Kozea / Pyphen

Hy-phen-ation made easy
https://courtbouillon.org/pyphen
Other
198 stars 24 forks source link

Polish syllables not works. Since wrong positions() use to create sullables - data is valid but not result. #47

Closed ChameleonRed closed 10 months ago

ChameleonRed commented 1 year ago

See your code examples it looks like bug. Syllables not works - this word is very popular "Mary" in English.

import pyphen
p = inserted('Maryśce')
# CVCVCCV - Vowel, Consonant

p.inserted('Maryśce', ' ')
# 'Ma-ry-ś-ce-' ? Syllables not works. Why cut on end?

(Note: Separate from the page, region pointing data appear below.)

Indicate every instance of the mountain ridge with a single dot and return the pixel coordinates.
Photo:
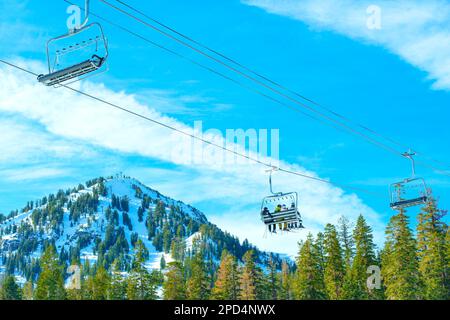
(102, 220)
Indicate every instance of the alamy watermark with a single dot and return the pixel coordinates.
(216, 147)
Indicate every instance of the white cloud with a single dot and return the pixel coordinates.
(417, 31)
(237, 189)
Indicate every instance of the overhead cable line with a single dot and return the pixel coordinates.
(193, 136)
(253, 79)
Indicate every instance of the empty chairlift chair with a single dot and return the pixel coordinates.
(81, 53)
(280, 210)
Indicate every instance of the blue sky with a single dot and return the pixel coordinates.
(395, 80)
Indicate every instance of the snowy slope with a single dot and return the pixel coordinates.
(93, 225)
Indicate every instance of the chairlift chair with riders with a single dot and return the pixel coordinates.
(411, 191)
(74, 56)
(281, 209)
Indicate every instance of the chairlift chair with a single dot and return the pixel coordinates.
(411, 191)
(81, 53)
(288, 218)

list(p.iterate('Maryśce'))
# [('Maryśce', ''), ('Maryś', 'ce'), ('Mary', 'śce'), ('Ma', 'ryśce')]
# [('Maryście', '')? Cut on end?
# Rest is good. Two alternative cuts both are good first can be better Ma-ry-śce or Ma-ryś-ce.

# ś is consonant in Polish so invalid. Must be one vowel in syllable.
p.positions('Maryśce')
# [2, 4, 5, 7]
# This generate error since 4,5 = 'ś' and it is not valid syllable. 7 is no idea why?
# 4 or 5 is alternatives better to choose 4 and skip 5.

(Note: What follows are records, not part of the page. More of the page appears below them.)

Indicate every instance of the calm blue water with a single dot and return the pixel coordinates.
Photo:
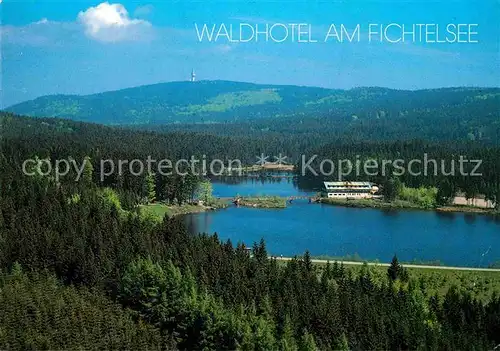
(452, 239)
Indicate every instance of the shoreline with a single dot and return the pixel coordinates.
(404, 205)
(406, 265)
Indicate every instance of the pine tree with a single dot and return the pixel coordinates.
(307, 342)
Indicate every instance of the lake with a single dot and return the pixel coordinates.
(454, 239)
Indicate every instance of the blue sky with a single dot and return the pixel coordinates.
(82, 47)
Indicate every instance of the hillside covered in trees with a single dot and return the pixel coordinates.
(227, 107)
(82, 267)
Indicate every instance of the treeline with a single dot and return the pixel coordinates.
(421, 164)
(82, 268)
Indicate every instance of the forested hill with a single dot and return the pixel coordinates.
(474, 110)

Valid is just Ma-ry-śce or Ma-ryś-ce.

liZe commented 1 year ago

Hi!

Here’s what I get:

import pyphen
dic = pyphen.Pyphen(lang='pl_PL')
dic.inserted('Maryśce')
# 'Ma-ry-ś-ce'

There’s no extra hyphen at the end.

This generate error since 4,5 = 'ś' and it is not valid syllable.

That’s something you should talk about with the dictionary creators, they know much more about Polish hyphenation than I do 😁.

If you have some "copy-pastable" code that shows the extra hyphen error, we can find to fix the bug (your script doesn’t really work). Otherwise, we can probably close this issue.

ChameleonRed commented 1 year ago

Here is code with generate these errors - see that both libraries generate same "errors". Whatever it is not errors in Polish cut of syllables is ambiguous so Ma-ry-śce is good and Ma-ryś-ce is good whatever you can not cut both patterns and generate Ma-ry-ś-ce since it doesn't have sense - no vowel.

Can you show what patterns do you use for this? Suffix 'śce' is very common so why it is not hit - since it is longer than 'ce' - what is hit for 'ś' since it is not pattern for sure? Can you explain this - I do not know Liang algorithm which you are using in details but I think that is something wrong here since lack of vowel is common (I found more such examples).

import hyphen
import pyphen

words = [
    'postanowiliśmy',
    'kurlandzki',
    'Maryśce'
]

for word in words:
    print('PyHypen')
    h = hyphen.Hyphenator('pl_PL', 0, 0, 0, 0)
    print(f"{h.pairs(word)}=")
    print(f"{h.syllables(word)}=")
    print()

    print('pyphen')
    p = pyphen.Pyphen(lang='pl_PL', left=0, right=0)
    print(f"{list(p.iterate(word))}=")
    print(f"{list(p.inserted(word).split('-'))}=")
    print()
ChameleonRed commented 1 year ago

I also found that I can not specify 'COMPOUNDLEFTHYPHENMIN', 'COMPOUNDRIGHTHYPHENMIN' but can 'LEFTHYPHENMIN', 'RIGHTHYPHENMIN' it not related probably I do not know this by now.

Main code searching patterns looks like this so here I can see how it works later:

    def positions(self, word):
        """Get a list of positions where the word can be hyphenated.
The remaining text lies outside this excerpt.